When did the first snow come? After Thanksgiving, the day after, the day when the kitchen still smelled of turkey and stuffing and mincemeat pie.
They’d looked out the window as the first big, soft flakes came, snow flakes that looked like the outline of flakes in a child’s coloring book, six-sided, each one different. She didn’t even question their difference, or how it could be known. The first ones melted so quickly, and the last ones merged into the whole, the single flake becoming snow.
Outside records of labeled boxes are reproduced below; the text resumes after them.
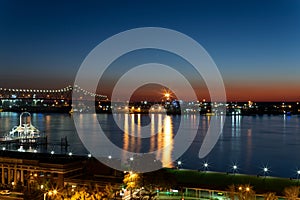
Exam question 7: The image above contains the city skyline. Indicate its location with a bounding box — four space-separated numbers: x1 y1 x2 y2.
0 1 300 101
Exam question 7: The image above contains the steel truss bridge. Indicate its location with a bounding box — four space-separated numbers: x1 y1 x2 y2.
0 85 108 111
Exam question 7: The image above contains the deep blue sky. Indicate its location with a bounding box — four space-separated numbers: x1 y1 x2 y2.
0 0 300 101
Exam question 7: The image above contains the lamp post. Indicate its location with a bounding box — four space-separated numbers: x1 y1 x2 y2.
263 167 269 178
44 189 57 200
203 162 208 172
177 160 182 169
232 164 238 174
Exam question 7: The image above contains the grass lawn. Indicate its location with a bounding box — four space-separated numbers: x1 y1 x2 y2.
166 169 298 195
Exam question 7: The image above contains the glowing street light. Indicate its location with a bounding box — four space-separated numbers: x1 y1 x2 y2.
263 167 269 178
177 160 182 169
203 162 208 171
232 164 238 174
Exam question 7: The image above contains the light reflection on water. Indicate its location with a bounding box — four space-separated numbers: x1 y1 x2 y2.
0 112 300 177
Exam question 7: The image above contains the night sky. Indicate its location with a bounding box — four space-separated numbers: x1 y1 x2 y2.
0 0 300 101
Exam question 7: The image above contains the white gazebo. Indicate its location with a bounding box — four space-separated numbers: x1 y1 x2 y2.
9 112 40 138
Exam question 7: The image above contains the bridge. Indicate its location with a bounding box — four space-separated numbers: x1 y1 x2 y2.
0 85 108 112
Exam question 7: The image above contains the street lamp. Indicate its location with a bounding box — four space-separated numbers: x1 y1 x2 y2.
203 162 208 171
177 160 182 169
263 167 269 178
232 164 238 174
44 189 57 200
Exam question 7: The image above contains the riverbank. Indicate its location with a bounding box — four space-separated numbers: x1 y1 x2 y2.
166 169 299 196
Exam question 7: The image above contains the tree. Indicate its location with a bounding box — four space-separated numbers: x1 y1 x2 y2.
228 185 255 200
283 186 299 200
123 171 142 190
228 185 235 200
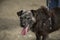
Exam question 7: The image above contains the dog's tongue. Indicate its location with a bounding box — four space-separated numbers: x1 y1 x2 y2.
21 27 28 35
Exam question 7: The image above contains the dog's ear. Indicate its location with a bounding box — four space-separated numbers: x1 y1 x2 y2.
31 10 37 16
17 10 23 16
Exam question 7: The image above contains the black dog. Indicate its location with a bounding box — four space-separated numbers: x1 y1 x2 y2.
17 6 60 40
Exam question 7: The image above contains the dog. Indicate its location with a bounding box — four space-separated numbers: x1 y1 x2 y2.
17 6 60 40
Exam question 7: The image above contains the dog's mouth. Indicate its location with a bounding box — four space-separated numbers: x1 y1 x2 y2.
21 25 29 35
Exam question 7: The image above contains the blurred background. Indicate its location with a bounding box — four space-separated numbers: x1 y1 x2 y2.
0 0 60 40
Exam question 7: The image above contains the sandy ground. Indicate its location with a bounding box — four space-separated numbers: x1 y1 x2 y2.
0 0 60 40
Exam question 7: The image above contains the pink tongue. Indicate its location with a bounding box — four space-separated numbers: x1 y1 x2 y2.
21 27 28 35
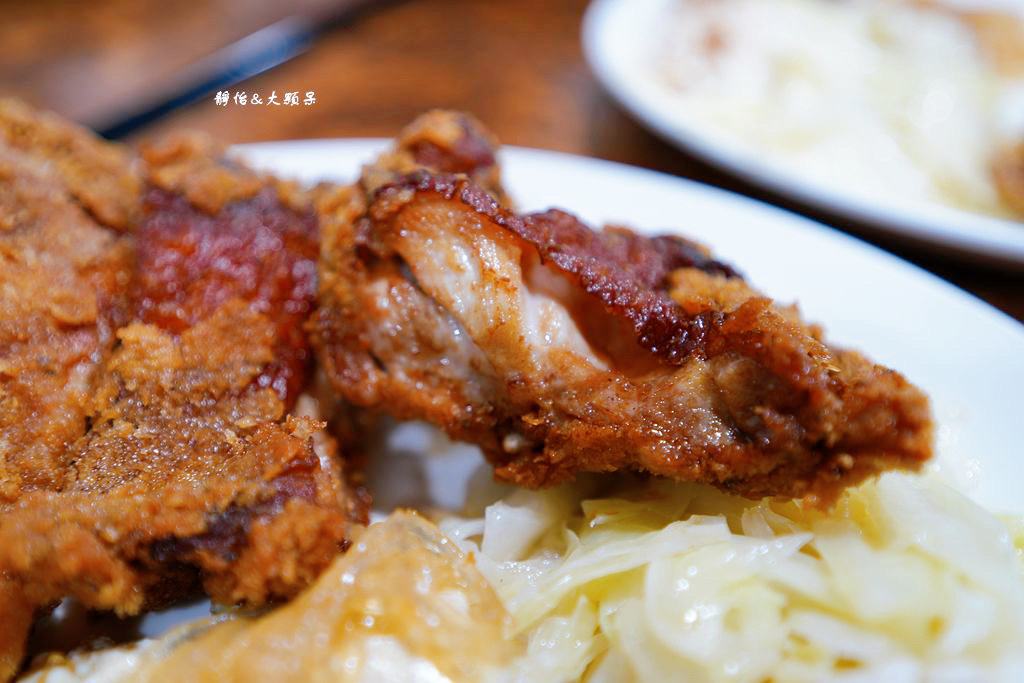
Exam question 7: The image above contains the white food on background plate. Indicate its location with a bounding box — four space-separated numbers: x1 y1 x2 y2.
649 0 1024 218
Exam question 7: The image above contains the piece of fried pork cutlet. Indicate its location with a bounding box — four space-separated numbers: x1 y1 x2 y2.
0 109 368 676
314 112 931 503
0 100 140 680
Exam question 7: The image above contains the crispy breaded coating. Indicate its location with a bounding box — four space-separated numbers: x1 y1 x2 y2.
0 107 369 673
0 98 143 230
314 114 931 502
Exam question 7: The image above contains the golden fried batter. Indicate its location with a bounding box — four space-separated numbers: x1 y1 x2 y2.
0 103 368 675
314 114 931 502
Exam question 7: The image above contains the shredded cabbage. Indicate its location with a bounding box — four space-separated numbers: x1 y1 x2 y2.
441 473 1024 683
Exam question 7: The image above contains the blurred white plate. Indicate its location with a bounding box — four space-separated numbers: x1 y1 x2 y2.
121 139 1024 636
583 0 1024 268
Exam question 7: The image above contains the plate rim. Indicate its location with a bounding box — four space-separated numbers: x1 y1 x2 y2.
581 0 1024 270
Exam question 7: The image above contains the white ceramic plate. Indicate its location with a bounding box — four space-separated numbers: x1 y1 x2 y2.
125 140 1024 635
583 0 1024 268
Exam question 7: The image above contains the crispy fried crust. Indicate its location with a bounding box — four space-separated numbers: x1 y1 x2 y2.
0 111 369 679
314 108 931 502
0 98 144 230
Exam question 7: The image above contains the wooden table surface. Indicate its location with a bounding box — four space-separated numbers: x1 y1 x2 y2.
8 0 1024 321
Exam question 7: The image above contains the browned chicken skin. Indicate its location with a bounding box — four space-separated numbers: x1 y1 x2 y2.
0 104 368 679
314 113 931 502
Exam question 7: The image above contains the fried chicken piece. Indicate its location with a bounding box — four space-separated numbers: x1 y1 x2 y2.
0 98 143 230
0 124 369 679
0 109 138 680
314 114 931 503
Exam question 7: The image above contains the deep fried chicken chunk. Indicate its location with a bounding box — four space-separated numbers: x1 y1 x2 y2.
0 126 137 680
0 98 143 230
314 114 931 502
0 121 368 673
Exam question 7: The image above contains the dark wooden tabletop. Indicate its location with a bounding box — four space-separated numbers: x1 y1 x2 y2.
0 0 1024 321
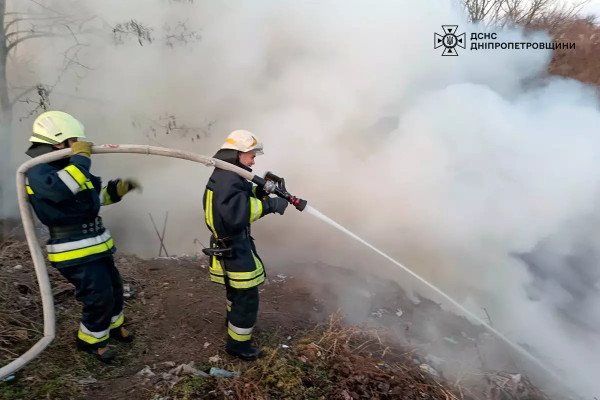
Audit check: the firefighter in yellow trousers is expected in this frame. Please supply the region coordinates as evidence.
[26,111,141,362]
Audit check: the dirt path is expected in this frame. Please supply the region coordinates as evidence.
[86,259,326,400]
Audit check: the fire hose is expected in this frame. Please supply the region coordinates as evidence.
[0,144,307,381]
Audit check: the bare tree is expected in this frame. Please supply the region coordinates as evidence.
[462,0,589,27]
[0,0,200,231]
[0,0,98,230]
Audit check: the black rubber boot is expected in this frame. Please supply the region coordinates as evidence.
[77,338,116,364]
[110,326,135,343]
[225,346,263,361]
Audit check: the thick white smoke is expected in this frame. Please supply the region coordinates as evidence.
[5,0,600,395]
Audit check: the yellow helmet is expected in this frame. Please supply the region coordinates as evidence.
[221,129,264,154]
[29,111,85,144]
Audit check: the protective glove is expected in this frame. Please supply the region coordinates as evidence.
[71,142,94,157]
[255,186,269,200]
[117,178,142,197]
[266,197,289,215]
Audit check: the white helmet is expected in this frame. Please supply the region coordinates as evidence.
[221,129,264,154]
[29,111,85,144]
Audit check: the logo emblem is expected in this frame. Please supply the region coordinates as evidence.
[433,25,467,56]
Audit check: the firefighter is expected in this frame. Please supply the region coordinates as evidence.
[26,111,141,363]
[203,130,288,361]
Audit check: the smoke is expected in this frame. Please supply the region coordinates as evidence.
[7,0,600,395]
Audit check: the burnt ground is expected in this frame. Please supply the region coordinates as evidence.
[0,236,561,400]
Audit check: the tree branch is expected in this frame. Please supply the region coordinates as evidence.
[10,86,37,107]
[4,17,63,32]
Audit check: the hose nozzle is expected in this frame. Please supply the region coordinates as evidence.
[252,172,308,211]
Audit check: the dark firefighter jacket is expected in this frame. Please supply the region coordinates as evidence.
[26,155,121,268]
[203,150,272,289]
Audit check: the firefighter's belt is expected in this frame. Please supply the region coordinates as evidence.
[48,217,104,239]
[202,247,233,258]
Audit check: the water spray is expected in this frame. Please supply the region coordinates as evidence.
[306,206,559,379]
[0,145,558,388]
[0,144,307,381]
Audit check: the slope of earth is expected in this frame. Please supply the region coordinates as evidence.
[0,240,546,400]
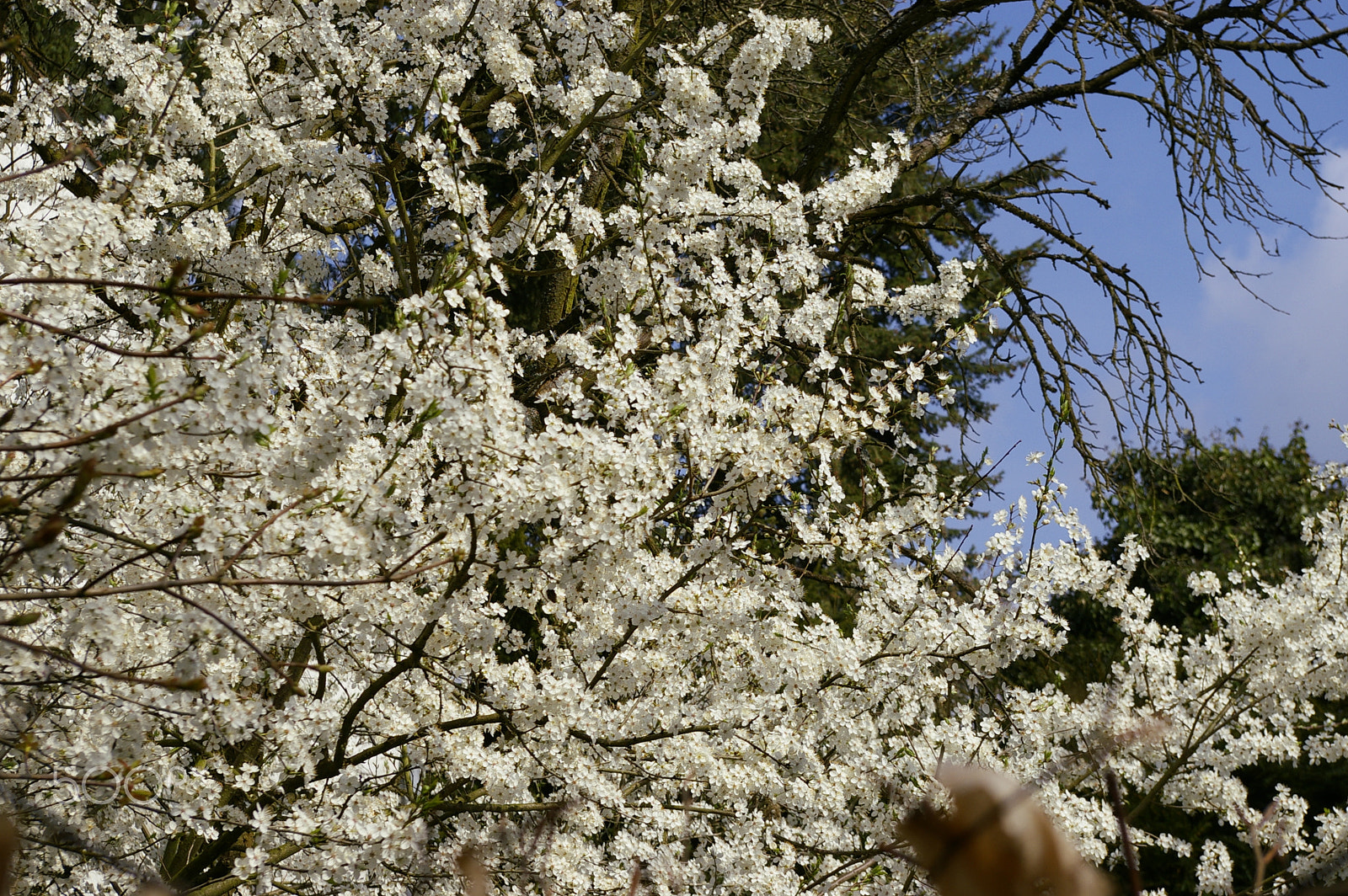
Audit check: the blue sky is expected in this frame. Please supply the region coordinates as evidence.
[971,52,1348,549]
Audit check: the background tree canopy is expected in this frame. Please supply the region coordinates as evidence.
[0,0,1348,896]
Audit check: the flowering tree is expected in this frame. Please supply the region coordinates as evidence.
[0,0,1348,896]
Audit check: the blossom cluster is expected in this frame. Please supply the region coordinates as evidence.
[0,0,1348,896]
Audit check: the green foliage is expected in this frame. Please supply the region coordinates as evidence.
[1092,427,1336,635]
[1009,427,1348,894]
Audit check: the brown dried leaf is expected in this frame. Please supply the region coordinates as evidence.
[901,766,1110,896]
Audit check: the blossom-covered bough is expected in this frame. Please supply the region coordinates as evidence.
[0,0,1348,896]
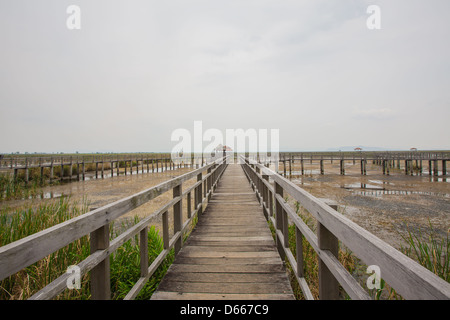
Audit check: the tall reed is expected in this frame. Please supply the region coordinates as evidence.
[0,196,174,300]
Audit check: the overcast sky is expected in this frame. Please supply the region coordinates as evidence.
[0,0,450,153]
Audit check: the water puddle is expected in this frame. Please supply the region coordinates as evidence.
[340,182,384,190]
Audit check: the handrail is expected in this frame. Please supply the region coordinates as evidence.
[242,158,450,299]
[0,158,227,300]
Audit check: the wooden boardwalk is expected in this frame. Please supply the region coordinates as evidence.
[152,165,294,300]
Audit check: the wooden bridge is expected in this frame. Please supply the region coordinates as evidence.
[152,164,294,300]
[0,159,450,300]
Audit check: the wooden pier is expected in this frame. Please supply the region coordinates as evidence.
[276,151,450,177]
[0,154,206,183]
[152,164,294,300]
[0,157,450,300]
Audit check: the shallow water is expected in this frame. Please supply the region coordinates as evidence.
[281,161,450,247]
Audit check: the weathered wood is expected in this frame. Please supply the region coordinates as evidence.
[0,159,225,280]
[152,165,293,299]
[90,224,111,300]
[244,158,450,299]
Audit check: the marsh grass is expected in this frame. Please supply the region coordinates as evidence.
[0,197,174,300]
[399,220,450,282]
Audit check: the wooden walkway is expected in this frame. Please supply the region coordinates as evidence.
[152,164,294,300]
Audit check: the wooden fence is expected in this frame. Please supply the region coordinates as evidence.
[243,159,450,299]
[0,159,226,300]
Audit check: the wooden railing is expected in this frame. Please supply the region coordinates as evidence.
[242,159,450,299]
[0,159,227,300]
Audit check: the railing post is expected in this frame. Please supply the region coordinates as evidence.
[139,227,148,277]
[173,183,183,255]
[262,174,270,220]
[162,211,169,250]
[90,224,111,300]
[295,226,304,278]
[317,205,339,300]
[186,192,192,219]
[194,172,203,216]
[206,167,212,201]
[274,182,286,261]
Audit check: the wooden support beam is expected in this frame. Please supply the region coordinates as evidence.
[90,224,111,300]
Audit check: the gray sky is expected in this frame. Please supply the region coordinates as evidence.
[0,0,450,152]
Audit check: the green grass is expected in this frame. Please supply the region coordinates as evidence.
[400,221,450,282]
[0,197,174,300]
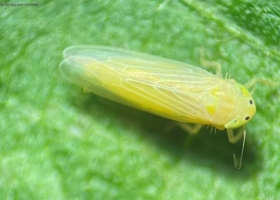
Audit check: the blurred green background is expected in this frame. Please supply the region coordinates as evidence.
[0,0,280,200]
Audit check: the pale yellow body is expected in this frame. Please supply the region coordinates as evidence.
[60,46,256,134]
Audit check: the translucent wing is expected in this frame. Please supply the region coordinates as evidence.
[60,46,223,124]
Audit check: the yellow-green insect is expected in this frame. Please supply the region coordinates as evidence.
[60,46,256,142]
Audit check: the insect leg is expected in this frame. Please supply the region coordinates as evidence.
[227,126,245,143]
[177,122,202,135]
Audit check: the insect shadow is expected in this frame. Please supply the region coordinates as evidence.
[75,94,262,179]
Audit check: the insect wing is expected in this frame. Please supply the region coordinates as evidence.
[60,46,221,123]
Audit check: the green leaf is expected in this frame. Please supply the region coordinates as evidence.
[0,0,280,200]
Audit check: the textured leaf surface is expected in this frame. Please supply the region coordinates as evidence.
[0,0,280,200]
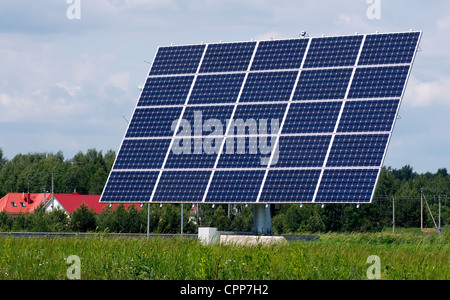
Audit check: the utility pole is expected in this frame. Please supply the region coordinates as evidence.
[147,202,150,238]
[392,197,395,233]
[51,173,55,211]
[420,187,423,230]
[438,195,441,234]
[181,203,183,235]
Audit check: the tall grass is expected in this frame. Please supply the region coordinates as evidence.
[0,233,450,280]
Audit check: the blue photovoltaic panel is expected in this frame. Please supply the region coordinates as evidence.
[293,69,352,100]
[338,100,400,132]
[251,39,308,71]
[315,169,379,203]
[101,171,158,203]
[239,71,298,103]
[228,104,287,135]
[217,136,275,168]
[114,139,170,170]
[177,105,234,136]
[101,32,421,203]
[150,45,205,75]
[200,42,256,73]
[348,66,409,99]
[165,137,223,169]
[359,32,420,65]
[271,135,331,168]
[138,76,194,106]
[260,169,320,203]
[303,35,363,68]
[125,107,182,138]
[205,170,264,203]
[282,101,342,134]
[327,134,389,167]
[189,74,245,104]
[152,171,211,203]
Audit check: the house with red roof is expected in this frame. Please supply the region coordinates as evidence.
[0,193,52,215]
[0,193,140,215]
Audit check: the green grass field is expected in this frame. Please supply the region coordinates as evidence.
[0,230,450,280]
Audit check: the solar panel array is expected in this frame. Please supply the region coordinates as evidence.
[101,31,421,203]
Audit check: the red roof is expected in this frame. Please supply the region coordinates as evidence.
[0,193,52,214]
[0,193,140,214]
[55,193,140,214]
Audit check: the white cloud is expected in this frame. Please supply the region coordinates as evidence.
[253,31,288,41]
[108,72,131,92]
[405,75,450,107]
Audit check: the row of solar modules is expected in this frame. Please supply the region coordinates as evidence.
[102,32,420,203]
[125,99,400,138]
[103,169,378,203]
[138,66,409,107]
[114,133,389,170]
[149,32,420,76]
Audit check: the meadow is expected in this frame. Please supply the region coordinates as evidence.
[0,230,450,280]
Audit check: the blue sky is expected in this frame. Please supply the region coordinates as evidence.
[0,0,450,172]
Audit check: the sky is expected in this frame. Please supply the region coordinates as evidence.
[0,0,450,173]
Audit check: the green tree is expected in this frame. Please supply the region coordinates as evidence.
[70,203,96,232]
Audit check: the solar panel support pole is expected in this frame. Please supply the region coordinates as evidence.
[181,203,183,234]
[147,203,150,238]
[252,204,273,234]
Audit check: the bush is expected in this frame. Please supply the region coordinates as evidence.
[70,203,97,232]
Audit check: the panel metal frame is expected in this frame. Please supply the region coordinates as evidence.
[100,31,422,203]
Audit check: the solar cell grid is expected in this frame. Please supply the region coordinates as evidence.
[150,45,205,75]
[304,35,363,68]
[101,32,421,203]
[138,76,194,106]
[293,68,352,100]
[251,39,308,71]
[200,42,256,73]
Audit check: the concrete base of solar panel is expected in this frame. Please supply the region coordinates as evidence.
[198,227,287,246]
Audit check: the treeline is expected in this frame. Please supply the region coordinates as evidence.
[0,149,450,234]
[0,149,115,197]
The pure whiteness of the blanket of snow had been beautiful. She had fumbled for the words. Blanket was too suffocating. Sheet—not right. Cover—depth—accumulation? All those words the weather people use. How to find one word that gave the white, the cold, the cover, the immensity that stretched down the yard, across the sidewalk to the boulevard, over the car, into the street, on and on and on. That was four months ago and now the great sheet, the icy blanket, the infinite fabric of snow was pulling back.
The rain—was each rain drop individual? a different shape?—the rain hurried the process, separated the snow into flakes that melted quickly, that shred the fabric and let the sharp blades of grass rise up again. Beauty behind her, beauty before her, beauty pushing up through the snow.
It was raining, and she was happy. One woman, one blade, one flake, one drop, each one like no other, part of the whole. It was all she needed on the gray day.
It was so simple.
The cup of happiness brims when you start with one.